I have not read Pride and Prejudice and Zombies (the “Quirk Book classic”, as it is described in the credits) for two reasons. One, life is finite, and two, if I simply had to dig into Seth Grahame-Smith’s oeuvre, I’d choose Sense and Sensibility and Sea Monsters. It has to be said that the first two-thirds of Steers’ film has stretches that aren’t too bad. That’s because it is a fairly standard, albeit cheapo version of Jane Austen’s Pride and Prejudice. Granted, Lily James and Sam Riley are no Greer Garson and Laurence Olivier or even Keira Knightley and Matthew Macfadyen, but for much of the time they are recognisably Elizabeth Bennet and Mr Darcy. But then they are fighting zombies, for some reason.

At the beginning it is amusing to try and predict how brain-eating monsters will be inserted into the story. Example: Jane Bennet still rides by horseback and not by coach to visit Mr Bingley, and gets a cold from the rain. Only this time, during the trip, she also runs foul of some not-too-gory undead denizens. But this gets less and less amusing as time goes on.

A storybook opening outlines the history of the Georgian period mixed with Halloween horrors, and there’s something about wealthy children being educated in the Far East so that they can learn how to defend themselves against the zombie hordes. This might be a cynical attempt to appeal to the Asian market, but it does explain why these corseted girls know kung fu.

Preparing for battle … Bella Heathcote as Jane Bennet and Lily James as Elizabeth. Photograph: Allstar/Screen Gems

When we first meet the Bennet sisters, they are sharpening swords and cleaning muskets. One nifty slow motion shot head-fakes toward Paul WS Anderson-style garters-and-stockings-and-scabbards, but there’s not as much Merchant-Ivory meets Frederick’s of Hollywood as you might expect. Even with Lena Headey as an eyepatch-wearing Lady Catherine, the movie plays most of its zombie apocalypse pretty straight. Matt Smith is hilarious as the dopey pastor/cousin Mr Collins, but that’s because his story arc has hardly any zombies in it.

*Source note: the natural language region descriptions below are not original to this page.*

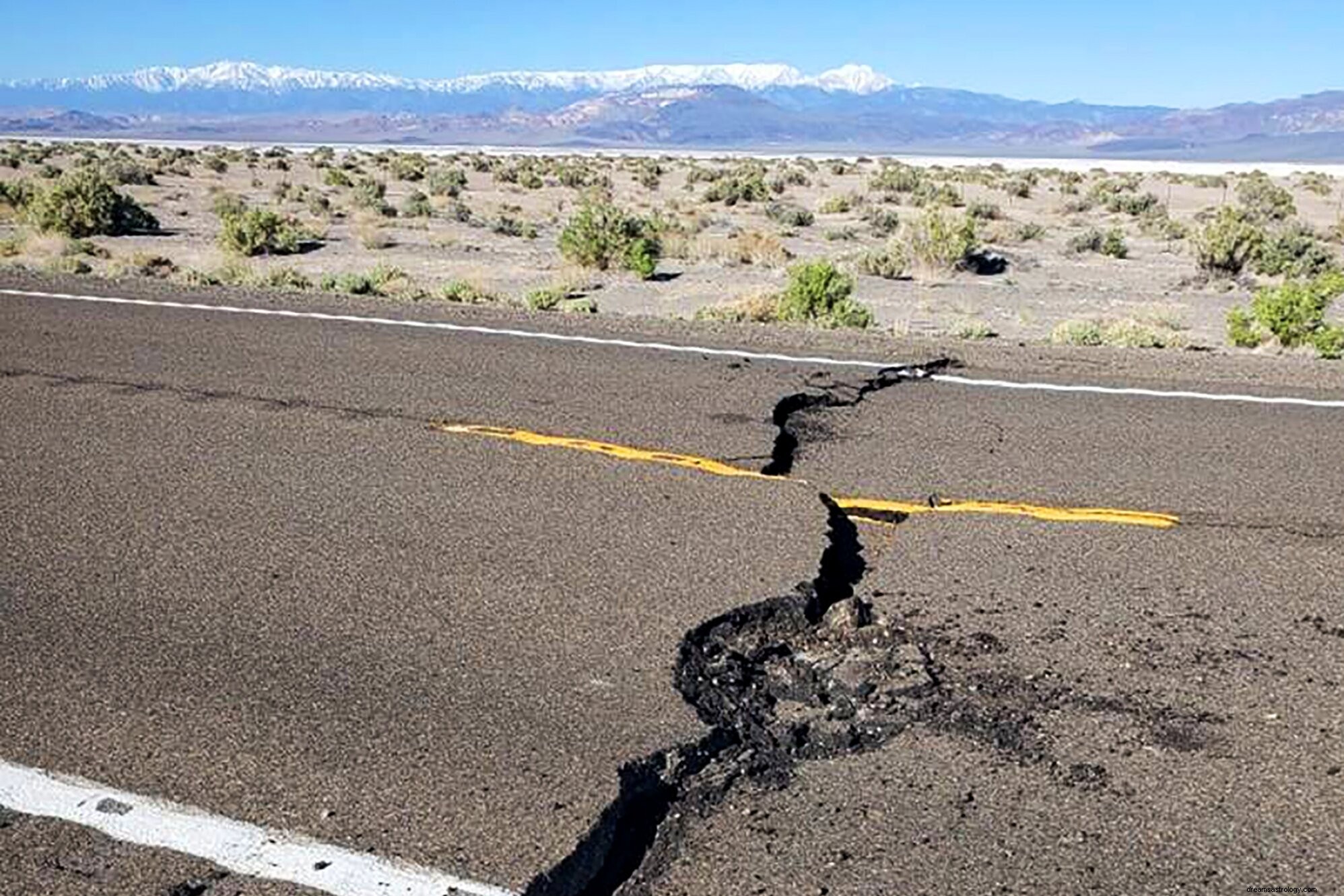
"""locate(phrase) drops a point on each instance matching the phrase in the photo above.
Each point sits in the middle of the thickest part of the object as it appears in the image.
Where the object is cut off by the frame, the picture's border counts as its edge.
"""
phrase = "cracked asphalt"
(241, 572)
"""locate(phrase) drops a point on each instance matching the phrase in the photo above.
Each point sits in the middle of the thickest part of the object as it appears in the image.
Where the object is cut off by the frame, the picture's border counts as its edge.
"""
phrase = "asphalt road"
(244, 572)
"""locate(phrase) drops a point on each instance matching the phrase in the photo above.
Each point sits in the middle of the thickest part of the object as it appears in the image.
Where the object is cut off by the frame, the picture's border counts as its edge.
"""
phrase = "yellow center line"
(609, 449)
(856, 507)
(862, 510)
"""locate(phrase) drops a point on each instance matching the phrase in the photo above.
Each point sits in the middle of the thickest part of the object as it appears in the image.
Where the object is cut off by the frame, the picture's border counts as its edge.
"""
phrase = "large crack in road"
(817, 673)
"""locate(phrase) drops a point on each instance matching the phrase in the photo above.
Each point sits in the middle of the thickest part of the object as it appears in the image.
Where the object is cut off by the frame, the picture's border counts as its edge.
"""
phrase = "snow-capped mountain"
(253, 77)
(731, 105)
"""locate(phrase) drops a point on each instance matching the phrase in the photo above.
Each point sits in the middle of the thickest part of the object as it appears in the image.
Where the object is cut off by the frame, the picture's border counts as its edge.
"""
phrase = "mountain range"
(765, 106)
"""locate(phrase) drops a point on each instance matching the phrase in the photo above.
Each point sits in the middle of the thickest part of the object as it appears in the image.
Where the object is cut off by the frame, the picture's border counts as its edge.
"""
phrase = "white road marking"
(241, 848)
(684, 349)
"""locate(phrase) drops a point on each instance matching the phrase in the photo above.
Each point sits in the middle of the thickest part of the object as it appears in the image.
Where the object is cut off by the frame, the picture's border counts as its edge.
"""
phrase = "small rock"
(848, 615)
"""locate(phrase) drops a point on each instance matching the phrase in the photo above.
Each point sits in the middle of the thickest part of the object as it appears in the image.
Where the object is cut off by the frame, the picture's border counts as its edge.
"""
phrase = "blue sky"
(1174, 53)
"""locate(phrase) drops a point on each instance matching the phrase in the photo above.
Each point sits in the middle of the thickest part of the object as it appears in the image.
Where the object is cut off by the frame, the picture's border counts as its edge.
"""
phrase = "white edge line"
(685, 349)
(1145, 392)
(238, 847)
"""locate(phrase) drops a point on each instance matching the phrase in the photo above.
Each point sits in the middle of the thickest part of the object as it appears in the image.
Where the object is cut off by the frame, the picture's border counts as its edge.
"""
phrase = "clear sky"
(1184, 53)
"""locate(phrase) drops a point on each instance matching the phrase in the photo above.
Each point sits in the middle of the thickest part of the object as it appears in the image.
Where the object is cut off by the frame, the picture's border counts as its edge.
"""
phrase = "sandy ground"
(1044, 283)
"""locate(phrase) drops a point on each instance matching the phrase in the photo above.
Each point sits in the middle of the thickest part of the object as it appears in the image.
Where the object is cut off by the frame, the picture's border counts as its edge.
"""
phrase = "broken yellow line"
(856, 507)
(865, 510)
(609, 449)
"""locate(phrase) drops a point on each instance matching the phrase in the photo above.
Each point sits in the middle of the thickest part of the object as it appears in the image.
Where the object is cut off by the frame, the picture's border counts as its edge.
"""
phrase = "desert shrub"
(226, 203)
(417, 206)
(380, 280)
(407, 167)
(1094, 241)
(1113, 244)
(839, 205)
(144, 265)
(984, 211)
(371, 236)
(467, 294)
(1264, 199)
(745, 184)
(896, 178)
(1228, 242)
(16, 194)
(1027, 232)
(288, 279)
(125, 171)
(546, 298)
(82, 203)
(820, 295)
(1160, 225)
(974, 329)
(789, 215)
(1293, 313)
(446, 182)
(603, 236)
(1316, 182)
(1089, 241)
(1120, 333)
(1295, 252)
(1329, 341)
(939, 244)
(882, 221)
(1132, 203)
(745, 248)
(889, 263)
(1242, 328)
(757, 309)
(318, 205)
(510, 226)
(932, 194)
(371, 195)
(256, 232)
(1077, 333)
(67, 265)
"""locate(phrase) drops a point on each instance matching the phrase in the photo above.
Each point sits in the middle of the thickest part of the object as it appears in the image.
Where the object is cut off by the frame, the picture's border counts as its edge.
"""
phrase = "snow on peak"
(854, 78)
(250, 75)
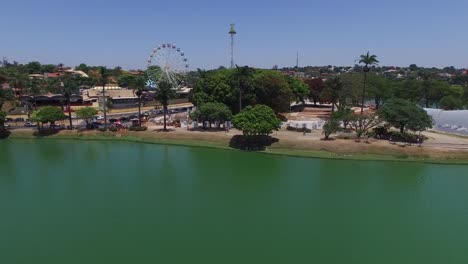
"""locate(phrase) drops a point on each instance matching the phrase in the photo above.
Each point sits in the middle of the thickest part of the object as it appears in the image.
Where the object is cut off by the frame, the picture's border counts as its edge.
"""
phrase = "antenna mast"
(232, 32)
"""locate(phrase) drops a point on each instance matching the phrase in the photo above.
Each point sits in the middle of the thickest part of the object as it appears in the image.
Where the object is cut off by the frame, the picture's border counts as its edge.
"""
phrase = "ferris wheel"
(171, 64)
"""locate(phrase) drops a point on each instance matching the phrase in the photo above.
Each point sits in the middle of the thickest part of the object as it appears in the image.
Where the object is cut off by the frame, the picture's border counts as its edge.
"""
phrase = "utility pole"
(297, 61)
(232, 32)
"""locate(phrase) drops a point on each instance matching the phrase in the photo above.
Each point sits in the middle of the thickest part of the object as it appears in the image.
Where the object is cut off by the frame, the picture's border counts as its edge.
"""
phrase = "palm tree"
(243, 76)
(367, 60)
(102, 80)
(333, 89)
(164, 93)
(426, 86)
(68, 86)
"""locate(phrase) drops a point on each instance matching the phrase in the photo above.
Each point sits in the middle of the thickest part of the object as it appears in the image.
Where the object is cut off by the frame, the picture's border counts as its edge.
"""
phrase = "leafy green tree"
(379, 89)
(344, 115)
(330, 127)
(212, 112)
(413, 67)
(352, 89)
(243, 79)
(33, 67)
(215, 86)
(316, 87)
(361, 124)
(450, 103)
(408, 89)
(82, 67)
(164, 93)
(2, 119)
(333, 90)
(299, 89)
(87, 114)
(257, 120)
(48, 114)
(367, 60)
(404, 114)
(272, 89)
(48, 68)
(3, 132)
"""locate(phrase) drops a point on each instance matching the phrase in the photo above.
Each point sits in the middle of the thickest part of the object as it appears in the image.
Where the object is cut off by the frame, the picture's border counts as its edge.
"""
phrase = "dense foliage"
(256, 120)
(48, 114)
(87, 114)
(331, 126)
(212, 113)
(404, 114)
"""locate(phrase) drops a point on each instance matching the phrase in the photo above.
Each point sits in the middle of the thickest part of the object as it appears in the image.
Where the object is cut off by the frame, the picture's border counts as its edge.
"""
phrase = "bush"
(330, 127)
(4, 133)
(252, 143)
(404, 137)
(299, 129)
(138, 128)
(450, 103)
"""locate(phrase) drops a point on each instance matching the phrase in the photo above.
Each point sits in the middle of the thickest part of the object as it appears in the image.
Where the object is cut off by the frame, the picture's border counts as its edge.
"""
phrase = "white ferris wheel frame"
(172, 61)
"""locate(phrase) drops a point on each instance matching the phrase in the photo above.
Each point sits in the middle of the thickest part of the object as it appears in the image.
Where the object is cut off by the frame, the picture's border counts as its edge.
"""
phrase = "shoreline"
(336, 149)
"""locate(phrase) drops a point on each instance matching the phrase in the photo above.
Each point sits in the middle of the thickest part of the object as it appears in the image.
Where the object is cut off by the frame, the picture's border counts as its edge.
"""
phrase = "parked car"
(29, 124)
(119, 125)
(94, 125)
(55, 126)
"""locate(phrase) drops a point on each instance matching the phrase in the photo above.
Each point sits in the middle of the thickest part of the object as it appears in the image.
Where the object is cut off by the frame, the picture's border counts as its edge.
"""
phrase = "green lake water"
(116, 202)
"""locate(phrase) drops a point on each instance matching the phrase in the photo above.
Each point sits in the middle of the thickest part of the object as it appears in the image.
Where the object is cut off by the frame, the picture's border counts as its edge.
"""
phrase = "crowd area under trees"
(255, 99)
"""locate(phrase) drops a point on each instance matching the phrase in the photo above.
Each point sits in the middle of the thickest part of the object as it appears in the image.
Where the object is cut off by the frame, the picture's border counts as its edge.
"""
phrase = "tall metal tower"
(232, 32)
(297, 60)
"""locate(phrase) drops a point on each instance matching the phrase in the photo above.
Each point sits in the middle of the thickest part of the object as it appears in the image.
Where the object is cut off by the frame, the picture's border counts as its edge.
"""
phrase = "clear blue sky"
(400, 32)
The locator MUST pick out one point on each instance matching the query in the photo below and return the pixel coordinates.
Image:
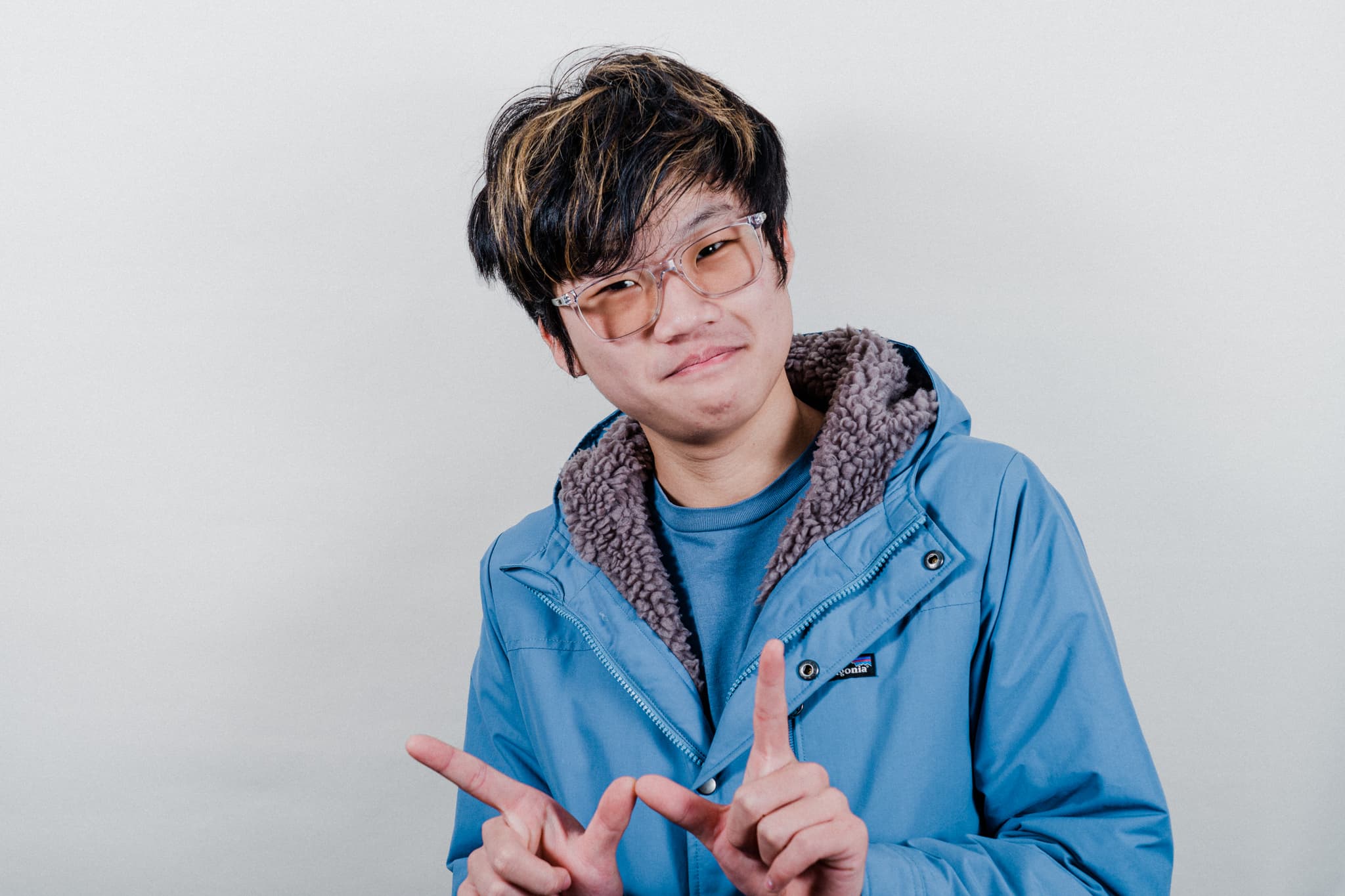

I like plenty of zombie movies, but given the low budget and the force-fed nature of the gimmick, the third act, which splits into an original story for long sequences, is a bore. A scene at the end in which Lizzie and Mr Darcy trade romantic quips as they chop up corpses was no doubt pitched to executives as just “so epic and crazy”. By this point in the movie the reanimated corpses aren’t subversive: they’re just dead.

Pride and Prejudice and Zombies is released in the US on 5 February and in the UK on 11 February.